A few days into Cameron’s leadership of the Opposition, and his strategy’s clear. He’s using the Clinton strategy: be as black as yo’ white ass can be.
His first official engagement this week was to visit a Plaistow youth centre, where his PR guy made very sure the quote ‘He spoke like a good black man’ got into the papers. His team includes a shaven-headed policy advisor of mixed ethnicity and his wife’s got an ankle tattoo. Even better, he lives in North Kensington – although safely across the street from the notorious North Ken estate.
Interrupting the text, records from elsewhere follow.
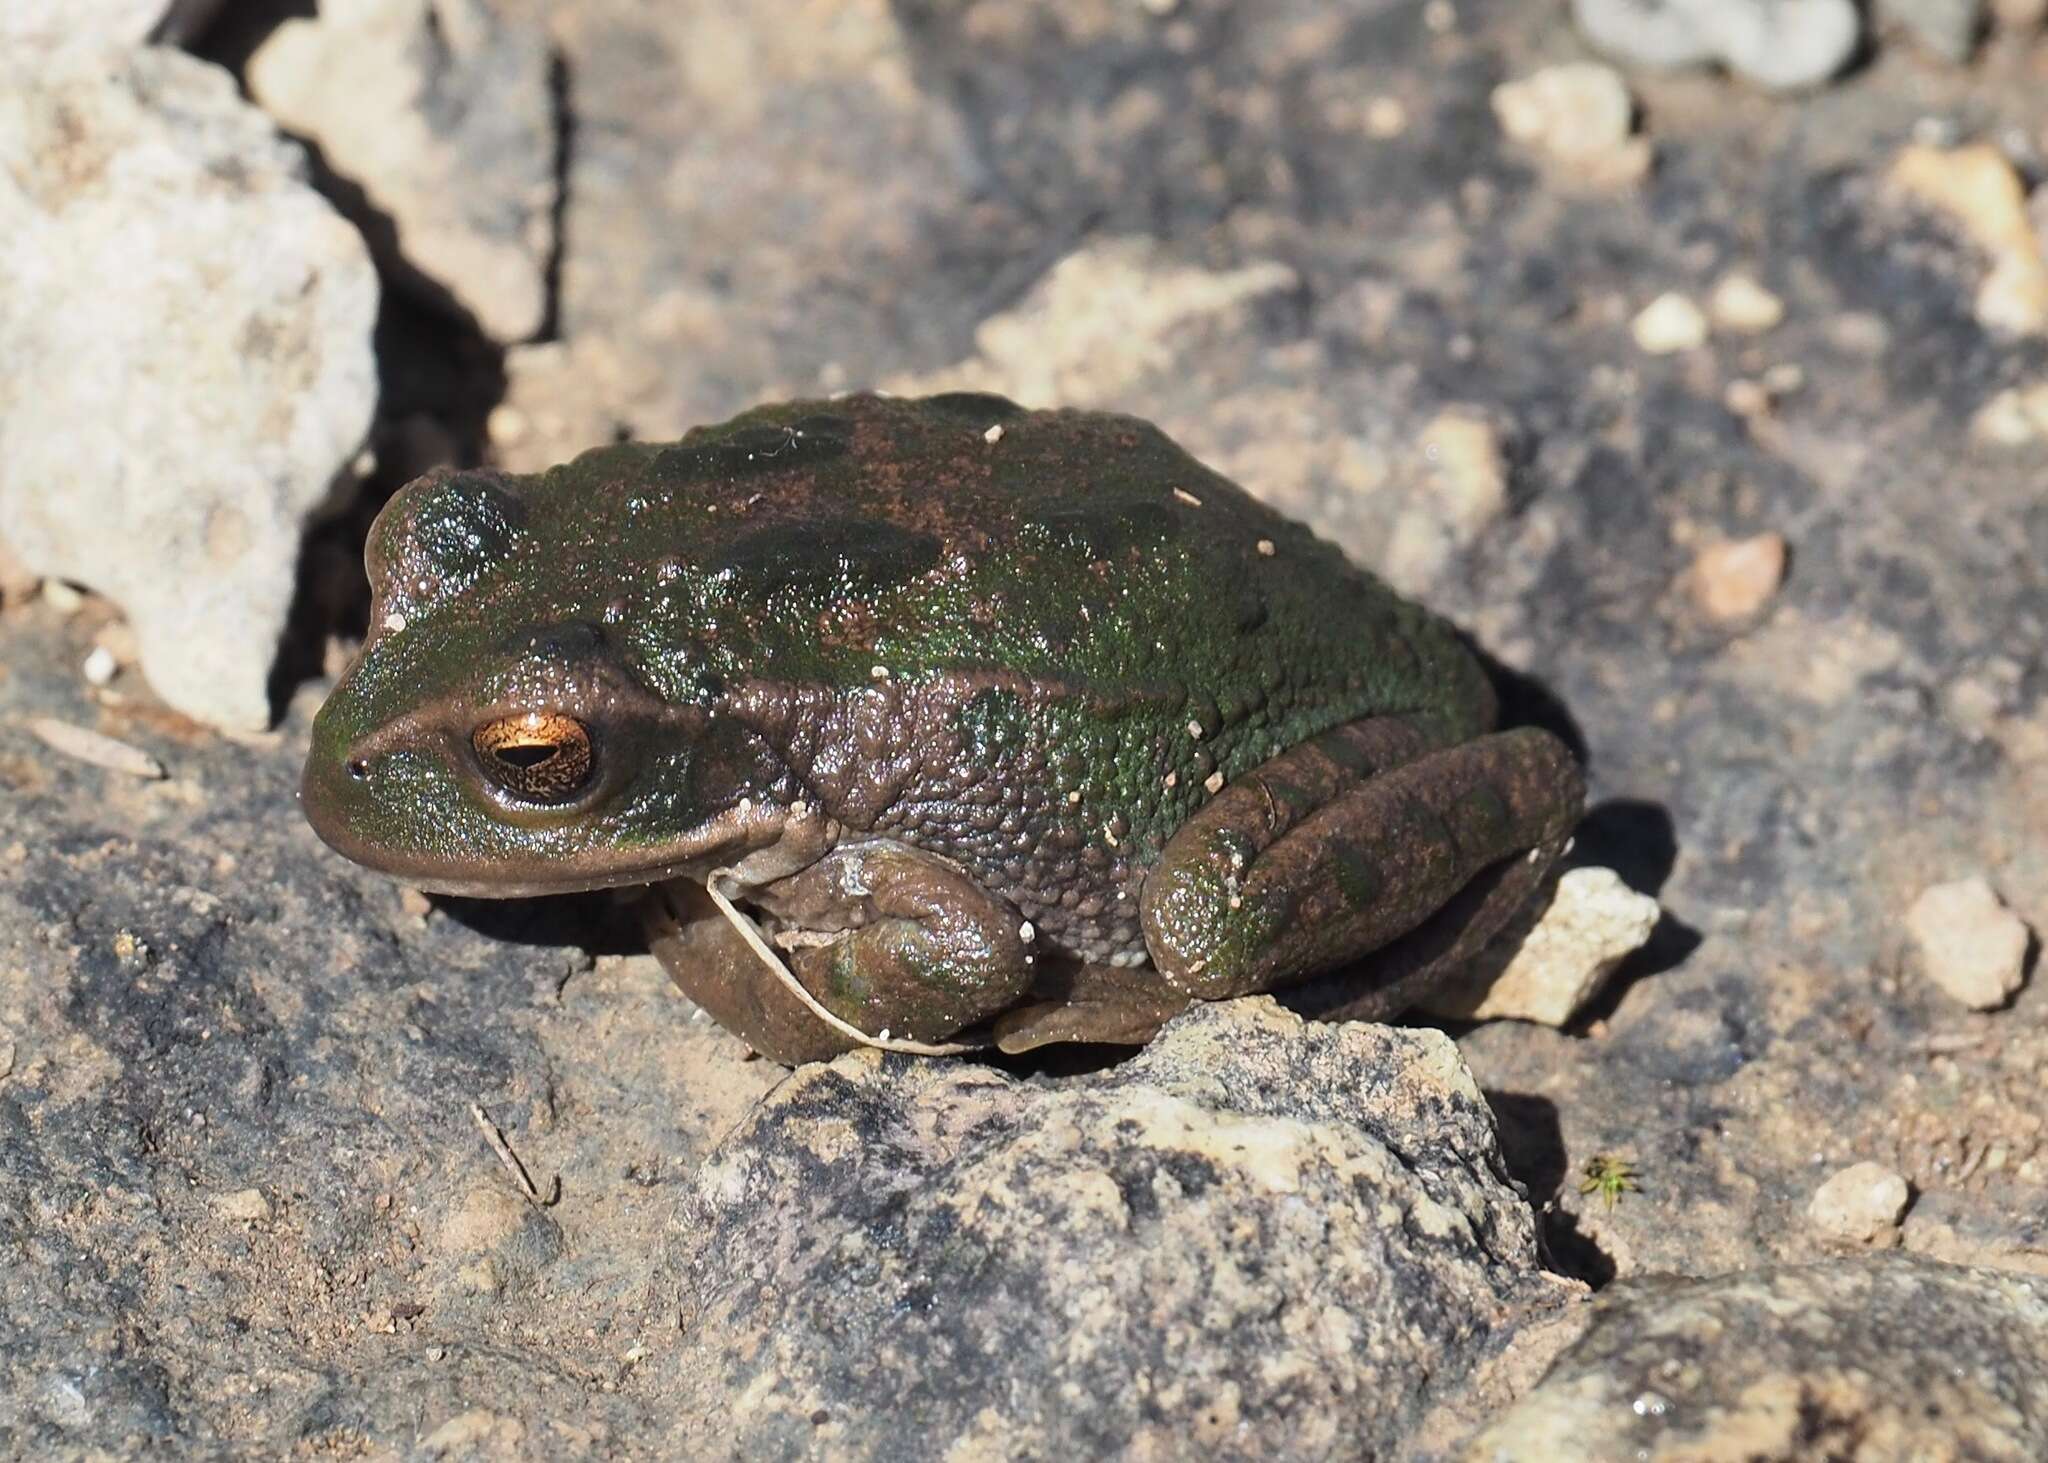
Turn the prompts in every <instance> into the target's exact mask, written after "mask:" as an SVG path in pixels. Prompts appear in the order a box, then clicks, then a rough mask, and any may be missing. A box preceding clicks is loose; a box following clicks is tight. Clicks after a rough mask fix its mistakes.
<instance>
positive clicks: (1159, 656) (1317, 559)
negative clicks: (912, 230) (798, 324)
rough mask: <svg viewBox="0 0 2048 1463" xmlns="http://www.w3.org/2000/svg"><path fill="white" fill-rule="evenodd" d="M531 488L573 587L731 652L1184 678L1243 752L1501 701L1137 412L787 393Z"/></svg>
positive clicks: (804, 675)
mask: <svg viewBox="0 0 2048 1463" xmlns="http://www.w3.org/2000/svg"><path fill="white" fill-rule="evenodd" d="M520 496H522V498H526V502H528V506H530V508H532V510H537V514H539V516H545V518H551V520H553V522H551V525H541V522H535V525H532V527H535V529H539V533H535V535H532V537H535V541H539V543H545V545H549V549H547V551H549V553H551V555H553V559H555V563H580V566H582V574H586V576H590V584H588V594H586V598H594V600H600V602H602V596H604V594H616V590H618V586H629V588H633V590H637V592H639V594H643V596H645V598H643V602H639V604H635V607H631V609H627V611H625V613H623V615H621V619H623V621H625V623H627V625H637V627H641V633H643V635H653V637H655V639H670V641H676V639H686V641H690V643H692V645H696V647H698V650H700V654H702V656H705V658H707V660H711V662H717V660H723V658H729V662H731V664H727V666H719V670H725V672H737V674H752V676H772V678H784V680H803V682H825V684H836V686H844V688H854V686H866V684H872V682H874V678H883V676H895V678H918V676H930V674H938V672H958V674H975V672H989V674H995V672H999V674H1001V676H1006V678H1008V680H1012V682H1016V680H1024V682H1032V684H1038V686H1063V688H1067V691H1069V693H1073V695H1075V697H1087V699H1092V701H1094V703H1098V705H1102V707H1108V705H1118V703H1124V705H1135V703H1139V701H1143V703H1159V701H1161V697H1163V699H1176V697H1180V699H1184V701H1186V703H1188V711H1190V715H1188V717H1182V719H1190V717H1192V719H1194V721H1200V723H1204V729H1206V731H1208V734H1229V731H1233V729H1245V731H1247V734H1249V736H1247V738H1243V746H1241V748H1235V746H1231V748H1214V750H1217V754H1219V756H1223V760H1225V762H1233V764H1235V762H1243V760H1245V758H1253V760H1255V758H1260V756H1266V754H1270V752H1274V750H1278V748H1280V746H1286V744H1292V742H1296V740H1300V738H1303V736H1313V734H1315V731H1319V729H1323V727H1327V725H1333V723H1337V721H1343V719H1352V717H1358V715H1378V713H1427V715H1434V717H1442V721H1444V734H1446V736H1448V738H1456V736H1468V734H1470V731H1475V729H1479V727H1481V725H1483V723H1485V721H1487V719H1489V715H1491V697H1489V691H1487V686H1485V678H1483V674H1481V672H1479V668H1477V666H1475V664H1473V660H1470V656H1468V654H1466V652H1464V647H1462V645H1460V643H1458V641H1456V637H1454V635H1452V631H1450V629H1448V627H1446V625H1444V623H1442V621H1440V619H1436V617H1434V615H1430V613H1427V611H1423V609H1419V607H1415V604H1411V602H1409V600H1403V598H1401V596H1397V594H1395V592H1393V590H1389V588H1386V586H1384V584H1380V582H1378V580H1374V578H1372V576H1368V574H1364V572H1362V570H1358V568H1356V566H1352V563H1350V561H1348V559H1346V557H1343V555H1341V553H1339V551H1337V549H1335V547H1331V545H1327V543H1323V541H1319V539H1317V537H1315V535H1313V533H1311V531H1309V529H1305V527H1303V525H1296V522H1292V520H1288V518H1284V516H1280V514H1276V512H1274V510H1270V508H1266V506H1264V504H1260V502H1257V500H1253V498H1251V496H1249V494H1245V492H1243V490H1239V488H1237V486H1235V484H1231V482H1227V479H1225V477H1219V475H1217V473H1212V471H1208V469H1206V467H1202V465H1200V463H1196V461H1194V459H1192V457H1188V455H1186V453H1184V451H1182V449H1180V447H1176V445H1174V443H1171V441H1169V438H1167V436H1165V434H1163V432H1159V430H1157V428H1153V426H1149V424H1147V422H1141V420H1137V418H1128V416H1112V414H1100V412H1073V410H1063V412H1026V410H1022V408H1018V406H1016V404H1012V402H1008V400H1001V398H993V395H965V393H963V395H936V398H924V400H897V398H879V395H852V398H842V400H834V402H791V404H780V406H766V408H758V410H754V412H748V414H743V416H739V418H733V420H731V422H723V424H719V426H707V428H696V430H692V432H690V434H688V436H684V438H682V441H680V443H674V445H666V447H655V445H621V447H614V449H600V451H594V453H586V455H584V457H580V459H578V461H573V463H569V465H565V467H557V469H553V471H549V473H547V475H543V477H541V479H537V482H532V484H528V486H526V488H524V490H522V494H520ZM621 559H625V561H621ZM657 688H659V686H657ZM1247 723H1257V725H1255V727H1253V725H1247Z"/></svg>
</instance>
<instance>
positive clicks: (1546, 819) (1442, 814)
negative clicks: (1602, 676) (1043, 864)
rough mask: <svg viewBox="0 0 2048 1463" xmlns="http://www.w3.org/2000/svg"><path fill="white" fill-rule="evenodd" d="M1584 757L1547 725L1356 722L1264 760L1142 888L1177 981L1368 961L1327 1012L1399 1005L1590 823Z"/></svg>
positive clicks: (1245, 976) (1458, 957)
mask: <svg viewBox="0 0 2048 1463" xmlns="http://www.w3.org/2000/svg"><path fill="white" fill-rule="evenodd" d="M1583 797H1585V787H1583V779H1581V777H1579V768H1577V762H1573V758H1571V752H1569V750H1567V748H1565V746H1563V742H1559V740H1556V738H1554V736H1550V734H1546V731H1538V729H1534V727H1520V729H1513V731H1497V734H1493V736H1483V738H1475V740H1470V742H1458V744H1452V746H1440V744H1432V738H1430V734H1427V731H1425V729H1423V727H1421V725H1419V723H1415V721H1409V719H1405V717H1380V719H1370V721H1356V723H1350V725H1343V727H1337V729H1333V731H1327V734H1323V736H1319V738H1315V740H1311V742H1305V744H1303V746H1296V748H1290V750H1288V752H1282V754H1280V756H1276V758H1272V760H1270V762H1264V764H1262V766H1257V768H1253V770H1251V772H1249V775H1245V777H1241V779H1239V781H1237V783H1233V785H1231V787H1229V789H1225V791H1223V793H1221V795H1219V797H1217V799H1214V801H1210V803H1208V805H1206V807H1204V809H1202V811H1200V813H1196V816H1194V818H1192V820H1190V822H1188V824H1186V826H1184V828H1182V830H1180V832H1178V834H1176V836H1174V840H1171V842H1169V844H1167V848H1165V854H1163V856H1161V861H1159V867H1157V869H1153V873H1151V877H1149V879H1147V881H1145V889H1143V895H1141V900H1139V914H1141V918H1143V928H1145V943H1147V949H1149V951H1151V959H1153V965H1155V967H1157V969H1159V973H1161V975H1163V977H1165V979H1167V984H1171V986H1176V988H1180V990H1186V992H1190V994H1192V996H1198V998H1208V1000H1214V998H1223V996H1243V994H1247V992H1262V990H1280V988H1286V986H1296V984H1300V981H1305V979H1309V977H1311V975H1319V973H1323V971H1331V969H1335V967H1339V965H1350V963H1352V961H1360V957H1374V955H1376V959H1370V961H1366V965H1364V969H1362V971H1360V977H1358V979H1354V981H1350V984H1348V988H1346V992H1343V996H1339V998H1333V996H1327V994H1323V996H1319V1000H1317V1006H1319V1014H1346V1016H1360V1014H1374V1016H1382V1014H1393V1012H1395V1010H1401V1008H1405V1006H1407V1004H1411V1002H1413V998H1415V994H1417V990H1419V988H1421V986H1425V984H1427V981H1430V979H1432V977H1434V975H1438V973H1442V971H1448V969H1450V967H1454V965H1460V963H1464V961H1466V959H1468V957H1470V955H1475V953H1477V951H1479V947H1481V945H1485V940H1487V938H1489V936H1491V934H1493V932H1495V930H1499V928H1501V926H1503V924H1505V922H1507V920H1509V916H1513V912H1516V908H1518V906H1522V904H1524V902H1526V900H1528V895H1530V893H1532V891H1534V889H1536V885H1538V883H1542V877H1544V875H1546V873H1548V869H1550V865H1552V863H1554V861H1556V856H1559V854H1561V852H1563V850H1565V844H1567V840H1569V836H1571V830H1573V826H1575V824H1577V822H1579V811H1581V805H1583Z"/></svg>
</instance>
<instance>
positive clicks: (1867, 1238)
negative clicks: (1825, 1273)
mask: <svg viewBox="0 0 2048 1463" xmlns="http://www.w3.org/2000/svg"><path fill="white" fill-rule="evenodd" d="M1909 1199H1911V1193H1909V1190H1907V1180H1905V1178H1901V1176H1898V1174H1894V1172H1892V1170H1890V1168H1886V1166H1884V1164H1849V1166H1847V1168H1843V1170H1841V1172H1837V1174H1835V1176H1831V1178H1829V1180H1827V1182H1825V1184H1821V1186H1819V1188H1817V1190H1815V1195H1812V1201H1810V1203H1808V1205H1806V1217H1808V1219H1810V1221H1812V1225H1815V1229H1819V1231H1821V1234H1825V1236H1827V1238H1829V1240H1841V1242H1845V1244H1882V1246H1892V1244H1898V1219H1901V1217H1903V1215H1905V1211H1907V1201H1909Z"/></svg>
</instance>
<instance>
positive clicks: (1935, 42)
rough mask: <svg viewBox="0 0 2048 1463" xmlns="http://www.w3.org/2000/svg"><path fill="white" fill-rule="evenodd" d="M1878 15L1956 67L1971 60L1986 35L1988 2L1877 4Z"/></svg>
mask: <svg viewBox="0 0 2048 1463" xmlns="http://www.w3.org/2000/svg"><path fill="white" fill-rule="evenodd" d="M1876 14H1878V20H1880V23H1892V25H1896V27H1901V29H1903V31H1907V35H1911V37H1913V39H1915V41H1919V43H1921V45H1923V47H1927V49H1929V51H1933V53H1935V55H1939V57H1942V59H1944V61H1954V64H1956V66H1962V64H1964V61H1968V59H1970V51H1974V49H1976V37H1978V35H1982V31H1985V0H1876Z"/></svg>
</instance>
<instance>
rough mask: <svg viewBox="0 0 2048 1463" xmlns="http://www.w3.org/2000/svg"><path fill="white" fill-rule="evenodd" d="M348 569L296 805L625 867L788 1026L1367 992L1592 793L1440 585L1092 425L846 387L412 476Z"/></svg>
mask: <svg viewBox="0 0 2048 1463" xmlns="http://www.w3.org/2000/svg"><path fill="white" fill-rule="evenodd" d="M991 428H999V430H991ZM369 570H371V580H373V588H375V592H377V602H375V609H373V625H371V637H369V641H367V643H365V647H362V654H360V656H358V660H356V664H354V666H350V670H348V674H346V676H344V678H342V682H340V684H338V686H336V691H334V695H332V697H330V701H328V705H326V707H322V713H319V719H317V721H315V729H313V748H311V754H309V758H307V770H305V793H303V799H305V809H307V816H309V818H311V820H313V826H315V828H317V830H319V834H322V836H324V838H326V840H328V842H332V844H334V846H336V848H340V850H342V852H344V854H348V856H352V859H358V861H360V863H367V865H371V867H377V869H383V871H387V873H393V875H395V877H401V879H406V881H410V883H416V885H420V887H426V889H438V891H453V893H471V895H520V893H543V891H557V889H588V887H602V885H621V883H635V885H653V889H655V893H653V897H651V900H649V906H647V910H649V928H651V932H653V945H655V951H657V953H659V955H662V959H664V961H666V963H668V967H670V971H672V973H674V975H676V979H678V984H682V988H684V990H686V992H688V994H692V996H694V998H696V1000H698V1002H700V1004H705V1006H707V1008H709V1010H711V1012H713V1014H715V1016H719V1018H721V1020H723V1022H725V1025H729V1027H733V1029H735V1031H739V1035H743V1037H745V1039H748V1041H752V1043H754V1045H756V1047H758V1049H762V1051H766V1053H768V1055H774V1057H780V1059H788V1061H795V1059H807V1057H815V1055H825V1053H829V1051H836V1049H844V1047H846V1045H852V1041H854V1039H856V1037H854V1035H848V1029H850V1031H856V1033H860V1035H864V1037H877V1039H879V1037H881V1035H883V1033H885V1031H887V1033H889V1037H891V1039H911V1041H920V1043H932V1041H942V1039H950V1037H954V1035H958V1033H963V1031H965V1033H969V1037H975V1035H977V1033H983V1035H987V1033H993V1037H995V1039H997V1041H999V1043H1001V1045H1006V1047H1012V1049H1016V1047H1028V1045H1038V1043H1042V1041H1065V1039H1114V1041H1143V1039H1145V1037H1147V1035H1149V1033H1151V1031H1153V1029H1155V1027H1157V1022H1159V1020H1161V1018H1163V1016H1167V1014H1171V1010H1176V1008H1180V1006H1182V1004H1186V1002H1188V1000H1194V998H1217V996H1231V994H1241V992H1251V990H1280V988H1292V986H1303V981H1309V979H1311V977H1321V975H1325V973H1327V971H1337V969H1339V967H1348V969H1346V975H1343V979H1341V981H1321V986H1319V988H1317V994H1313V996H1305V998H1313V1000H1319V1004H1323V1006H1327V1008H1329V1012H1333V1014H1337V1012H1360V1010H1389V1008H1395V1006H1399V1004H1403V1002H1405V1000H1407V998H1409V994H1411V992H1413V990H1415V986H1417V984H1421V981H1425V979H1430V977H1432V975H1434V973H1438V971H1442V969H1448V967H1450V965H1454V963H1456V961H1462V959H1464V957H1466V955H1468V953H1470V951H1473V949H1477V945H1479V943H1481V940H1483V938H1485V936H1487V934H1491V932H1493V930H1497V928H1499V926H1501V924H1503V922H1505V918H1507V916H1509V914H1511V912H1513V908H1516V906H1518V904H1520V902H1522V900H1524V897H1526V895H1528V891H1530V889H1532V887H1534V885H1536V883H1538V881H1540V877H1542V873H1544V871H1546V869H1548V865H1550V863H1552V859H1554V856H1556V852H1559V850H1561V846H1563V844H1565V840H1567V836H1569V832H1571V826H1573V822H1575V820H1577V811H1579V801H1581V785H1579V775H1577V768H1575V766H1573V762H1571V758H1569V754H1567V752H1565V748H1563V746H1561V744H1556V740H1554V738H1548V736H1546V734H1542V731H1530V729H1520V731H1507V734H1491V731H1489V727H1491V721H1493V699H1491V693H1489V688H1487V682H1485V676H1483V672H1481V670H1479V666H1477V662H1475V660H1473V658H1470V654H1468V652H1466V650H1464V647H1462V645H1460V641H1458V639H1456V635H1454V633H1452V631H1450V629H1448V627H1446V625H1444V623H1442V621H1440V619H1436V617H1434V615H1430V613H1427V611H1423V609H1419V607H1415V604H1411V602H1407V600H1403V598H1399V596H1397V594H1393V592H1391V590H1389V588H1386V586H1382V584H1380V582H1378V580H1374V578H1372V576H1368V574H1364V572H1362V570H1358V568H1356V566H1352V563H1350V561H1346V559H1343V555H1341V553H1339V551H1337V549H1333V547H1331V545H1327V543H1321V541H1319V539H1315V535H1311V533H1309V531H1307V529H1305V527H1300V525H1294V522H1290V520H1286V518H1282V516H1278V514H1274V512H1272V510H1270V508H1266V506H1262V504H1260V502H1257V500H1253V498H1249V496H1247V494H1245V492H1241V490H1239V488H1235V486H1233V484H1229V482H1225V479H1223V477H1217V475H1214V473H1210V471H1208V469H1204V467H1202V465H1200V463H1196V461H1194V459H1190V457H1188V455H1186V453H1182V451H1180V449H1178V447H1174V445H1171V443H1169V441H1167V438H1165V436H1161V434H1159V432H1157V430H1155V428H1151V426H1147V424H1143V422H1137V420H1133V418H1122V416H1106V414H1083V412H1022V410H1020V408H1016V406H1014V404H1010V402H1001V400H997V398H979V395H956V398H930V400H924V402H903V400H889V398H872V395H856V398H846V400H836V402H797V404H786V406H772V408H760V410H756V412H748V414H745V416H741V418H735V420H733V422H727V424H723V426H715V428H698V430H694V432H690V434H688V436H686V438H684V441H680V443H672V445H643V443H627V445H618V447H608V449H598V451H592V453H586V455H584V457H580V459H575V461H573V463H567V465H563V467H555V469H551V471H547V473H539V475H535V477H510V475H502V473H489V471H469V473H436V475H430V477H424V479H420V482H418V484H414V486H410V488H406V490H403V492H401V494H399V496H397V498H393V500H391V504H389V506H387V508H385V510H383V514H381V516H379V518H377V525H375V527H373V531H371V545H369ZM705 881H715V883H717V885H719V887H721V889H723V891H725V893H727V895H731V897H733V900H737V902H739V904H741V906H743V908H745V910H750V912H752V916H754V918H756V922H758V926H760V930H762V932H764V934H766V936H768V940H770V943H772V945H774V947H776V949H778V951H780V955H782V959H784V963H786V967H788V969H791V971H793V977H795V979H797V981H801V984H803V988H805V990H807V992H809V994H811V998H813V1000H817V1002H821V1004H823V1006H825V1008H827V1010H831V1012H834V1016H838V1018H840V1022H844V1025H846V1029H834V1027H829V1025H825V1022H823V1020H819V1018H817V1016H815V1014H813V1012H811V1010H807V1006H805V1004H803V1002H801V1000H799V998H797V996H795V994H793V992H791V990H788V988H786V986H784V984H782V981H778V979H776V977H774V973H772V971H770V969H768V967H766V965H764V963H762V959H760V955H758V953H756V951H754V949H750V947H748V945H745V943H743V936H741V934H739V930H737V928H735V926H733V924H727V922H725V920H723V918H719V916H717V914H715V912H713V910H709V908H707V895H705V891H702V883H705ZM1360 957H1372V959H1360Z"/></svg>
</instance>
It’s an ideal strategy for victory in 2008. Even winning one seat in an inner London by-election would reflect a huge swing to his party, and he can do it by cultivating the gritty urban coolness so many white people ‘downspire’ to (what’s the opposite of aspire, anyway?) It’s a brilliant move: black culture affects white under-40s far more than they realise. I wear a lot of Nike; my favourite designer is Oswald Boateng; I loathe rap and hip-hop but acknowledge the talent of those who create it. As in the USA, it’s just not cool to be white, so white people unconsciously absorb influences from the black neighbourhoods and think we invented it.
In the next six weeks, Cameron will almost certainly attend a hip-hip concert ‘in a private capacity’, speak to a teenage mothers/disaffected youth/crack addiction conference, and make a minimum of 12 references using carefully-selected urban patois. Even saying ‘Yo!’ from the podium won’t be off the agenda. And this season, we is mostly wearing sportswear.
In other words, he’ll define himself by that strange cocktail of American and Carribbean influences that is Britain’s black culture – yet he’ll never mention it explicitly. His policy issues will revolve around those that disproportionately affect Britain’s black underclass – yet because these issues affect white people too, he can do so legitimately. In doing so, he will be the first Tory to appeal to black people.
David ma’ man, yo’ be the right guy in the right place at the right time. Gordon Brown hasn’t got a chance now. Go, ma bro’.